OpenSea: Okay, so that’s a great transition into Proof of Play and gaming. Web3 gaming is the most obvious use case for blockchain in my opinion, especially with Vitalik’s famous World of Warcraft story. But it’s had its ups and downs. Where do you think web3 gaming stands now, and how does Proof of Play fit into that?
Adam: I’ll preface this by saying I don’t really believe in “crypto gaming” anymore. I’m now the Western Union guy in this story.
The tech is amazing, but catering only to crypto users caps your ceiling. The next wave has to target web2 audiences — people who play for enjoyment, not ROI. If you give them ownership and permanence without the “play-to-earn” baggage, that’s powerful.
OpenSea: So what does that mean for Proof of Play’s business model?
Adam: It means we’ve shifted. Our game on Abstract, the Proof of Play Arcade, is what we call pay to play. You put money in, and what you get back is fun — competition, prize pool, leaderboards, community. There’s also obviously an Abstract XP incentive baked in, but we don’t lean too heavily into it and it’s not the focus. We intentionally don’t market it as “play-to-earn.” We market it as “play to enjoy.”

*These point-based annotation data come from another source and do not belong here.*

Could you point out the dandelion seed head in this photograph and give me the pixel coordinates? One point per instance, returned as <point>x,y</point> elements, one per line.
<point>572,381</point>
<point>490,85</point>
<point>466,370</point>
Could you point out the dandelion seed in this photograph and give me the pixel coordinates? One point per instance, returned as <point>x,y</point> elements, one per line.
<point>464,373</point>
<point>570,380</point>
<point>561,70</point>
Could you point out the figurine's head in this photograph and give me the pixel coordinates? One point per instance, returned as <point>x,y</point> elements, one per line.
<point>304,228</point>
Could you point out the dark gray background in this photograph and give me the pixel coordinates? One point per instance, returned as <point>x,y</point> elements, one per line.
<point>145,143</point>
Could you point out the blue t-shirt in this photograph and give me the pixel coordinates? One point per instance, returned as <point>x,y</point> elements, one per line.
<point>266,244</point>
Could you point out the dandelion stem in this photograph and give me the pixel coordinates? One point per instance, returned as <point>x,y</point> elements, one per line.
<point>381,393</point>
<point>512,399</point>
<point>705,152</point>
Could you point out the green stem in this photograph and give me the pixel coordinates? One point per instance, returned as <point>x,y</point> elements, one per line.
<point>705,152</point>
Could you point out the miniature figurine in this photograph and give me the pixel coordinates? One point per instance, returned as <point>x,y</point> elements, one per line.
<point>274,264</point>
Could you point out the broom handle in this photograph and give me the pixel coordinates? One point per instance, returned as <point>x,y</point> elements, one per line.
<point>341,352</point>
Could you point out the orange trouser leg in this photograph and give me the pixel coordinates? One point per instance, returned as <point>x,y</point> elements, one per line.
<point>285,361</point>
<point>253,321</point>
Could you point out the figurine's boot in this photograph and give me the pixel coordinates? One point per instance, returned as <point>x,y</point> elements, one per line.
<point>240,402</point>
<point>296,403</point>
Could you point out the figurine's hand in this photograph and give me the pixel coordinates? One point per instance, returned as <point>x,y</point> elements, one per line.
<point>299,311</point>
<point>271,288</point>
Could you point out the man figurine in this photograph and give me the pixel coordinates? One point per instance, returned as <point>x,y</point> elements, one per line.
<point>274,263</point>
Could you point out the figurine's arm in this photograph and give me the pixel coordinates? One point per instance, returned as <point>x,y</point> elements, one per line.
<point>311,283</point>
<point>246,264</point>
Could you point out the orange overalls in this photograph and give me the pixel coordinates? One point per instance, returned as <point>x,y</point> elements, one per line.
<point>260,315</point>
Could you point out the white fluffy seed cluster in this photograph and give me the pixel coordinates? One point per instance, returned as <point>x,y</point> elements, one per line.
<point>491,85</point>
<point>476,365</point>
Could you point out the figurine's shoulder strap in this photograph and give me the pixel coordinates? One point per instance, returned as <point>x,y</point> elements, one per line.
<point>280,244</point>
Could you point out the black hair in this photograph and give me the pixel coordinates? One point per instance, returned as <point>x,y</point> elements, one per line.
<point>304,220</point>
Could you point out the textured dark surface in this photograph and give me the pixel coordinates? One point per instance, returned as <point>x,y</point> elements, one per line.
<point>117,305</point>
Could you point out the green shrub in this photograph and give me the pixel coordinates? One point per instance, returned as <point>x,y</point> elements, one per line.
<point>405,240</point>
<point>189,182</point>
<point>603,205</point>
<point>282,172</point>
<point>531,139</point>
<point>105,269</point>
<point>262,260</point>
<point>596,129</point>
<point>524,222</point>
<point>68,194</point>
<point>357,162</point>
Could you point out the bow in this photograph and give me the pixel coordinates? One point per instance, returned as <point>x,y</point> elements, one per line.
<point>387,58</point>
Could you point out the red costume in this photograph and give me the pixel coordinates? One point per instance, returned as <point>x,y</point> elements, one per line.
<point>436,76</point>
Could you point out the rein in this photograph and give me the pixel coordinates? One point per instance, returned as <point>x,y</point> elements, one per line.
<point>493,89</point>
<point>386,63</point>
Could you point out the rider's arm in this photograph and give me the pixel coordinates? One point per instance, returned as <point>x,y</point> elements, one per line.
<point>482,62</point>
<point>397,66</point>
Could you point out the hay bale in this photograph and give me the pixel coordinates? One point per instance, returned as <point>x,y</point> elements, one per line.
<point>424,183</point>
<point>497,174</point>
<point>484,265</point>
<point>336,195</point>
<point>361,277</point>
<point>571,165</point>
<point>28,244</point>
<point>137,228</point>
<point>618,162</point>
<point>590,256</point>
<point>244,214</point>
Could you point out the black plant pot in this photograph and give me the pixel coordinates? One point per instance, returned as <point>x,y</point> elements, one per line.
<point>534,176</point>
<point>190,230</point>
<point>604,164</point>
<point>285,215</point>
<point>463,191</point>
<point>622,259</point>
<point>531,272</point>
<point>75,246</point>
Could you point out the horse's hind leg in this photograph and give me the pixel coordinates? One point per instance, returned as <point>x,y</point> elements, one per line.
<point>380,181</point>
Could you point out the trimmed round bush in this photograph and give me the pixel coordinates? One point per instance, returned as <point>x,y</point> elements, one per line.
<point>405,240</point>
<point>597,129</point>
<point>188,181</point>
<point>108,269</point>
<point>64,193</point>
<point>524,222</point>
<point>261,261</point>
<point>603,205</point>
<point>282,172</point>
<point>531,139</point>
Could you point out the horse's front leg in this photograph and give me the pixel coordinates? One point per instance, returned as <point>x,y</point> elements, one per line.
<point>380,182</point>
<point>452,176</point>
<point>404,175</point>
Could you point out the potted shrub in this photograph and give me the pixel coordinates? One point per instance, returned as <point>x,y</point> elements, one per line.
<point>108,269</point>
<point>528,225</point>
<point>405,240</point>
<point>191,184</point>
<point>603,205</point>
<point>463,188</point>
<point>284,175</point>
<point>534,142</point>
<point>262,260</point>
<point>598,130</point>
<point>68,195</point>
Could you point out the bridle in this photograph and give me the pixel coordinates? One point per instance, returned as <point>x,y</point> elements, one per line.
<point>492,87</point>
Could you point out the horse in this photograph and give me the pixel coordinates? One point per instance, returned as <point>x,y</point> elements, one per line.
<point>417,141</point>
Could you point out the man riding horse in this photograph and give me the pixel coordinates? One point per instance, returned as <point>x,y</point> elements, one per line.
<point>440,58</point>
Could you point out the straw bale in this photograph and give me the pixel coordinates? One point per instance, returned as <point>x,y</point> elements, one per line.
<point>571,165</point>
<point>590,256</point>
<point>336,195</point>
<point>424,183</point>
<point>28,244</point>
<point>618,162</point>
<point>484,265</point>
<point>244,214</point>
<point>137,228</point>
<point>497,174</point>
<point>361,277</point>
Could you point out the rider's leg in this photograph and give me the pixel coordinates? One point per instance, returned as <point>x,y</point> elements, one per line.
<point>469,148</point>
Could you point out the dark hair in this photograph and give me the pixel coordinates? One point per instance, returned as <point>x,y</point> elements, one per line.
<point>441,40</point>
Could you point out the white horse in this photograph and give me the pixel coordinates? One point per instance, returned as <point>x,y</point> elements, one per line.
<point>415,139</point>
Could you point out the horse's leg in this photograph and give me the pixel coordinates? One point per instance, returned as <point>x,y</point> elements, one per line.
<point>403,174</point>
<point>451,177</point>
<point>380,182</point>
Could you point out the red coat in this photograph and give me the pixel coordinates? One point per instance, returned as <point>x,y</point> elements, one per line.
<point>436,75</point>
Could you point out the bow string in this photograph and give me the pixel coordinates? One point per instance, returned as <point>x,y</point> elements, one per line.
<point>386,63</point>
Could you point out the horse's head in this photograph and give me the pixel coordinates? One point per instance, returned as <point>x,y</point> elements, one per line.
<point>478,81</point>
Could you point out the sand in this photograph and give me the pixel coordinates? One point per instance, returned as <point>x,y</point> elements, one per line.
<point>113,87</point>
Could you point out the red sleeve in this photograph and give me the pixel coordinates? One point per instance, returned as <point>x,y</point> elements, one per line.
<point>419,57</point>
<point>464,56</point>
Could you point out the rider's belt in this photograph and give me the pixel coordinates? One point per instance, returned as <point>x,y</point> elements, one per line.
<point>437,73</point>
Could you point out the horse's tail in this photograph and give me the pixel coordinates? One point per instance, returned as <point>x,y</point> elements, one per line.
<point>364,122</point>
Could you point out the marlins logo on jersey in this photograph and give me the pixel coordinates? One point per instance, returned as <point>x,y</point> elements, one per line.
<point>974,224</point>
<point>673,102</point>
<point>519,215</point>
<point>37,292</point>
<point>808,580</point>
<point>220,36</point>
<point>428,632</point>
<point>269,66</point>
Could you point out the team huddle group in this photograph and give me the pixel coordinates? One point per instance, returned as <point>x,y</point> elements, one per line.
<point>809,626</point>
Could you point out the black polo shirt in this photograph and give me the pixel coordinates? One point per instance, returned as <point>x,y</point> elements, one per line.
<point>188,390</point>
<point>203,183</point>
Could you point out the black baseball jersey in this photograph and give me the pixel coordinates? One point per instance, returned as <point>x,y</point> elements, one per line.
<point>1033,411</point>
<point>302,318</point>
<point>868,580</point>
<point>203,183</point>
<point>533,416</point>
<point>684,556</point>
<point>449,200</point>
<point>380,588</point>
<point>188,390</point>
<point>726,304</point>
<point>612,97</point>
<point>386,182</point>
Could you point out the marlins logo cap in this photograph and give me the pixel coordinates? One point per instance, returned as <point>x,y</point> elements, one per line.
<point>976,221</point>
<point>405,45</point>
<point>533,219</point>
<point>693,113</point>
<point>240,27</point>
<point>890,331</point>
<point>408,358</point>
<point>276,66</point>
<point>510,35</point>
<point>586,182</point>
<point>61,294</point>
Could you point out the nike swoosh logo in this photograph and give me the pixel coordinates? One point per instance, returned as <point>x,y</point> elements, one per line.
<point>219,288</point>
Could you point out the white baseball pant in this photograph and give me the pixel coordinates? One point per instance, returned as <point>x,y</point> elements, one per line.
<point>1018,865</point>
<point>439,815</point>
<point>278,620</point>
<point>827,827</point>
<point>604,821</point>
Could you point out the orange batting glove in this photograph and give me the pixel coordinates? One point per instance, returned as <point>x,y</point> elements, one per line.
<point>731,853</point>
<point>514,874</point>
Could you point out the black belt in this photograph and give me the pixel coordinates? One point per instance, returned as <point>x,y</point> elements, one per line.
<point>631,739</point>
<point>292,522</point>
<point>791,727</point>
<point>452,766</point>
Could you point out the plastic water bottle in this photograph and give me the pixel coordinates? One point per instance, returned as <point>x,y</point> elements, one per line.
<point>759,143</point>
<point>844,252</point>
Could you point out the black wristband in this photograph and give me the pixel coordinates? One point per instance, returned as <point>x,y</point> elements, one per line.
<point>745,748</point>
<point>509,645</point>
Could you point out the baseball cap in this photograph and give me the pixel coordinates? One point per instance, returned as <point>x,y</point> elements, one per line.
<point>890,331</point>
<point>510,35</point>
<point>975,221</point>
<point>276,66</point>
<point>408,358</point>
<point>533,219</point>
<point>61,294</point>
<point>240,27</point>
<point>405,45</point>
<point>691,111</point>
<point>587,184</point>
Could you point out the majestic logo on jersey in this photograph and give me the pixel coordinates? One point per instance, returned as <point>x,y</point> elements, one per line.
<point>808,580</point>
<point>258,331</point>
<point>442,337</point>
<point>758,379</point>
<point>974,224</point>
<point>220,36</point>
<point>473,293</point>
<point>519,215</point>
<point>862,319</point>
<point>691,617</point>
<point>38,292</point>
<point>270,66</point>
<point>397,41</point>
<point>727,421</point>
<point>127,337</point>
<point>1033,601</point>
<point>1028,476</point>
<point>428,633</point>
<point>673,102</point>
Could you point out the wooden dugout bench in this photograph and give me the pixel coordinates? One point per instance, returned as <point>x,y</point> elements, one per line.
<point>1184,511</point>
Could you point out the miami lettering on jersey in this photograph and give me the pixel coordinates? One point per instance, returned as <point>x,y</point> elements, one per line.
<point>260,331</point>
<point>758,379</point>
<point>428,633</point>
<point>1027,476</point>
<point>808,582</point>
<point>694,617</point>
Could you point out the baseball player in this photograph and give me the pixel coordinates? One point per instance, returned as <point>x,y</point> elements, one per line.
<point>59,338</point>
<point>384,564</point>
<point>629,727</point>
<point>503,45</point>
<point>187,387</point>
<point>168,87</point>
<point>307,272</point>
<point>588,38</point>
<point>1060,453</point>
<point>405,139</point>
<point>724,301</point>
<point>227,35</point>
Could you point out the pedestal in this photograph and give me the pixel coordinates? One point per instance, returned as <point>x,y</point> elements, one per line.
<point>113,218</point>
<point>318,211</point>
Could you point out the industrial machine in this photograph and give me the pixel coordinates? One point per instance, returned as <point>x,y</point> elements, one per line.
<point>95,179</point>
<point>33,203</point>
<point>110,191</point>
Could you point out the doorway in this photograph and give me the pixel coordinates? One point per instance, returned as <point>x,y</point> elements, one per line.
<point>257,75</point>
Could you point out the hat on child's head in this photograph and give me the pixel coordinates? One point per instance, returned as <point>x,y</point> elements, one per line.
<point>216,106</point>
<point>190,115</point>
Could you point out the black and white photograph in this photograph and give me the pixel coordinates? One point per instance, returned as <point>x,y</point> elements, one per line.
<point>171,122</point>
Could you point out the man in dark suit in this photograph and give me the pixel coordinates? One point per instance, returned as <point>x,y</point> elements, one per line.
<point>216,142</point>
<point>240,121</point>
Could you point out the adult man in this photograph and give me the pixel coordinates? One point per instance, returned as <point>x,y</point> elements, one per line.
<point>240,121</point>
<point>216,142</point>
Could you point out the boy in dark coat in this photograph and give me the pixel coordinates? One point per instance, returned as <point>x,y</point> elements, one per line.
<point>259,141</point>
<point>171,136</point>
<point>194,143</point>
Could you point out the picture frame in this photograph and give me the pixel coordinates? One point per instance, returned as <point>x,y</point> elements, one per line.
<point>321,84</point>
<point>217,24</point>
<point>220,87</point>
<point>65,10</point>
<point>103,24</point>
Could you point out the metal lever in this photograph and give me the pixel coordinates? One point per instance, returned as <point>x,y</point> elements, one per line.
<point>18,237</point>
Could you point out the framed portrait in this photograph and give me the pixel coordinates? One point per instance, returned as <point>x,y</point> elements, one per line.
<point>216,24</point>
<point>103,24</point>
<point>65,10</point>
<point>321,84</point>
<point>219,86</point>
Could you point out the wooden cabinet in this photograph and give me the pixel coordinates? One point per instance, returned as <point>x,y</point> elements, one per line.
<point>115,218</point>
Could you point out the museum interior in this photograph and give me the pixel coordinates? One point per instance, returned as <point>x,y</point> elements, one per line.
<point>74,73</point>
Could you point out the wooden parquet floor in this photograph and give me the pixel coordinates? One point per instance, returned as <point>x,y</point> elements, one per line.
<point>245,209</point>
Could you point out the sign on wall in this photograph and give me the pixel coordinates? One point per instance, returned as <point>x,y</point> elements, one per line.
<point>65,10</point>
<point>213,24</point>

We’re also building a new free to play mobile game called Shiba Story Go!, which is intended to appeal to traditional web2 mobile gamers with a hidden crypto twist. In order to power seamless peer to peer trading in game, we built a product we’re calling Marketplace API. Think of it as a “DeFi mullet” — normal up front, crypto in the back. The front end looks like a traditional game; under the hood, the trading settlement and money movement takes place on BASE To me, that’s the future — use the best aspects of the tech, but hide the complexity of it entirely from the customer.
OpenSea: I’ve been hearing that from a lot of builders lately. Using crypto’s functionality but making it completely intuitive for the next wave of users.
Adam: Exactly. The games that aren’t explicitly “earn” oriented just struggle to retain users. You’re constantly trying to enrich your players; once that stops, they leave.
OpenSea: How do you take feedback from your community as you figure out what’s next?
Adam: Constantly. We listen closely. Players tell us what they like, like the arcade mode is super engaging. We’re investing in what they enjoy. We care about them being part of the story with us.
OpenSea: Smart approach — those are the people who make or break the project.
Adam: Exactly.
OpenSea: So for anyone encountering Proof of Play for the first time, what do you hope they take away from this?
Adam: I hope they don’t think I’m just being cynical. I have a lot of respect for my peers. But the future of crypto gaming isn’t in calling it “crypto gaming.” It’s in using the technology invisibly. Don’t brand it as crypto. Just use the best parts: instant settlement, global reach, low fees. Obfuscate the rest. That’s where we’re going with our new mobile title, Shiba Story Go! and the team is more excited than ever before.